Lassen Sie es auf sich beruhen.«
    »So etwas kann man
nicht auf sich beruhen lassen. Ich verstehe in mancherlei Hinsicht nicht, was
Seine Majestät dazu gebracht hat, bestimmte Leute an den Hof zu holen. Ich
versuche nachzuvollziehen, welche Aufgaben dieser Freiberger hatte. Er versah
seinen Dienst im Schloss. Aber man schickte ihn auch herum. Zu den
Kammerherren, die in der Stadt wohnen. Man gab ihm vertrauliche Botschaften in
die Hand … Niemand durchschaut wirklich die Absichten des Königs, obwohl
Seine Majestät sich gern selbst als Diener des Staates hinstellt. Doch was ist
denn der Staat, Herr Musikus? Können Sie mir eine Antwort auf diese Frage
geben?«
    »Der Staat? Herr
Weyhe, Herr Rat … Ich denke, wir sprechen über den Diebstahl von Noten …«
Quantz suchte nach Worten. Schon wieder hatte es dieser junge Mensch geschafft,
das Gespräch auf Themen zu bringen, die fast schon philosophischer Natur waren.
Und seine Reden mündeten immer wieder in rhetorische Fragen. Das hatte er sich
wohl auch von Seiner Majestät abgeschaut.
    » Der
Staat bin ich . Das hat der französische König gesagt. Unser König will
aber nicht selbst der Staat, sondern Diener des
Staates sein. Der höchste Diener desselben. Aber was bleibt dann? Was stellt
den Staat dar?«
    »Ich weiß es nicht,
Herr Rat … Und ich hatte auch nicht die Absicht –«
    » Wir sind es«, sagte Weyhe. »Wir. Das Volk. Oder nicht? Aber dient der König uns? «
    Quantz wollte
einwenden, dass er nicht für solche Diskussionen hergekommen sei, dass er gehen
wollte. Ihm wurde heiß bewusst, was Weyhe da eben gesagt hatte. Es klang wie … eine
Kritik am König. Eigentlich sogar wie Majestätsbeleidigung. Dabei hatte der Rat
nur einen Gedanken weitergeführt, wie es Seine Majestät selbst manchmal machte.
    »Wie kann Seine
Majestät etwas beherrschen, dem er selbst dient, Herr Musikus? Können Sie mir
das erklären?«
    »Ich hoffe, Sie
meinen die Frage nur rhetorisch«, sagte Quantz. »Sie werden von mir keine
Äußerung hören, die Zweifel an unserem König zum Ausdruck bringt.«
    »Rhetorisch oder
nicht rhetorisch.
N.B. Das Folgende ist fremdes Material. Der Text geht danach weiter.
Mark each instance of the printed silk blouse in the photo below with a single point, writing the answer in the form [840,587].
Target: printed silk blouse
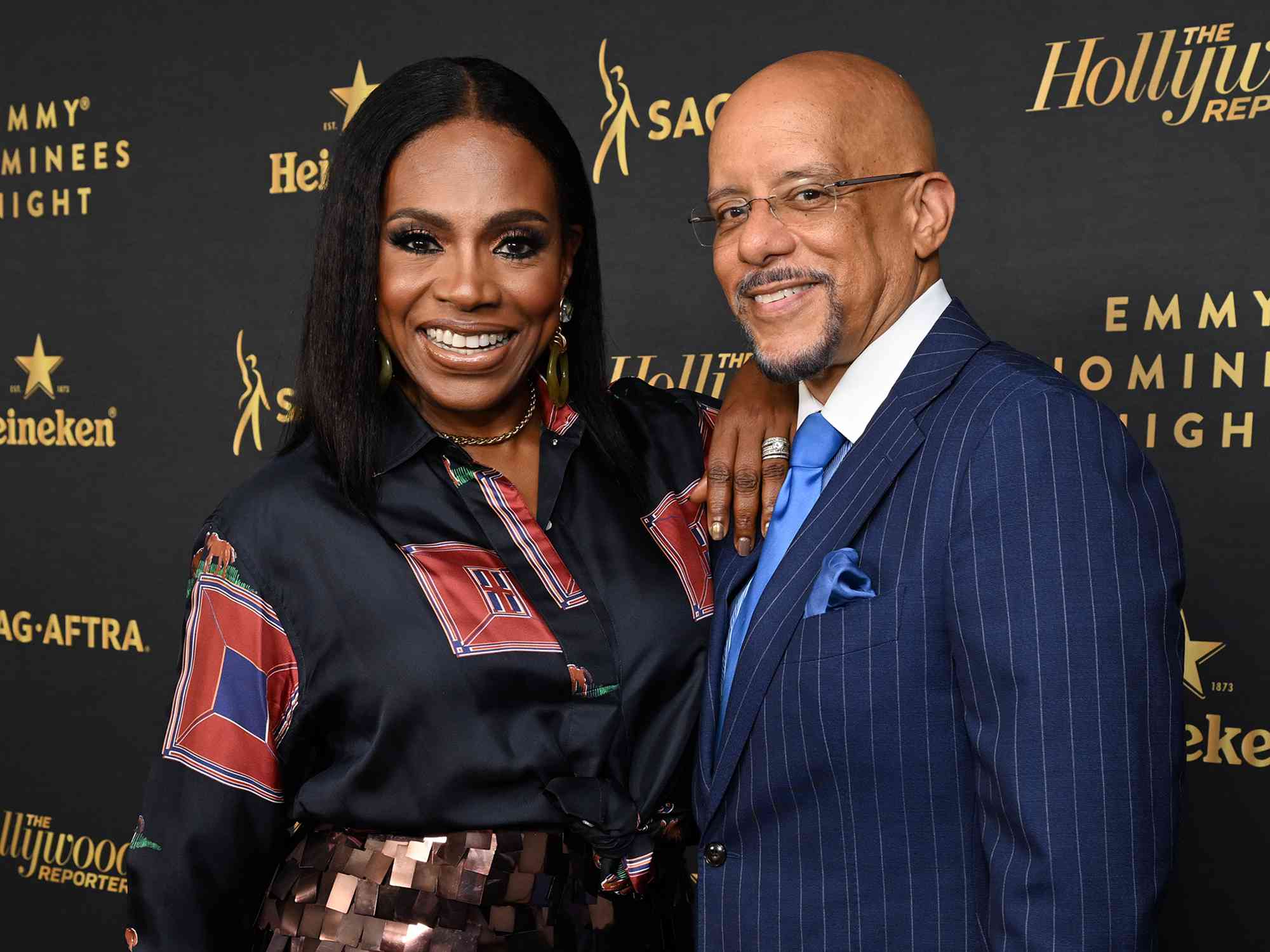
[450,663]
Gedanken sind Gedanken. Ich bin ein treuer Diener Seiner
Majestät, aber manchmal glaube ich, man muss diesen König vor sich selbst
schützen.«
    »Wie bitte?« Quantz
fühlte sich wie auf glühenden Kohlen. Er wollte sofort hier weg. In einem
Schloss hatten die Wände Ohren. Wollte ihn Weyhe in eine Falle locken?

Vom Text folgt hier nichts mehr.